What many visuals do not show is how earned media can be viewed as the driving force that helps fuel this convergence of media. You earn by strategically using what you own – i.e., creating great content and sharing it with your followers on social media. Paid can then be used to supplement those efforts and close any gaps in your overall online and offline marketing plans.

A Crowded Field Makes Quality Essential

Several forces, such as the importance of content and growth of mobile, are behind this transformation of the digital marketing landscape.

Content is now consumed and distributed locally and globally, across multiple devices (PC, mobile, tablet) and in multiple formats (text, video, images, etc.). It has become easier than ever for nearly anyone to create, share and consume content. There’s a lot out there to sift through.

As a result, social engagement is becoming increasingly dependent on high quality content, and search engines have begun to take social signals into account as a quality indicator, simply as a means of wading through the massive amounts of content out there. It is essential that marketers dig deeper into search, social, local and mobile data to understand how they all work in tandem to impact rankings.

In summary, this fusion of content-centric search and social helps define and provide the backbone of earned media growth.

The Earned Media Ripple Effect

When Gartner predicts that by 2017, the CMO’s technology budget will exceed that of the CIO, and that 25 percent of enterprises will have hired a “Digital CMO,” a Chief Digital Officer, Gartner is, in fact, extolling the virtues of earned media.

Search, Social and Content Marketing laid the foundation for the growth and rise of earned media. SEO and earned media are intrinsically linked. Together, these two channels have become the most efficient, measurable and profitable channels for reaching new and existing customers.

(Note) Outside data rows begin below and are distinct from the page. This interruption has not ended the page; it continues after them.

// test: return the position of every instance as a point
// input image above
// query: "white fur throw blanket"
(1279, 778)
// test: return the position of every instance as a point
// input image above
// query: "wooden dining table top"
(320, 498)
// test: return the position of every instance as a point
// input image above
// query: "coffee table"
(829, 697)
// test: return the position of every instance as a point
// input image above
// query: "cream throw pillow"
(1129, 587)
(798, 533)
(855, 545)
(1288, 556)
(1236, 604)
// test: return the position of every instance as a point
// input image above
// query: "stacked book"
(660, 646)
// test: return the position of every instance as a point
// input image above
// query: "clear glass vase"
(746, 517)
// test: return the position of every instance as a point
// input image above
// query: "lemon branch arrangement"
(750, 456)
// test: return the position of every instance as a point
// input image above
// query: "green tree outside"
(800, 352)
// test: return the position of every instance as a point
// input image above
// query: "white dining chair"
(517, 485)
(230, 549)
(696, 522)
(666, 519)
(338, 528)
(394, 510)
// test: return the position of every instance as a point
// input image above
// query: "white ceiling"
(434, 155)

Once you understand the synergies between the two, it is easy to see that earned media actually starts a “ripple effect” that fuels owned and paid media convergence and helps connect consumers and brands across multiple media channels.

Conclusion

Earned media is the most cost-effective method of marketing. That’s why investment in earned media is soaring, helping fuel owned and paid media convergence – it is the chief enabler that drives converged media strategies. It is not just one part of a three-pronged approach to converged media. Earned media provides a central and efficient starting point for holistic media planning projects.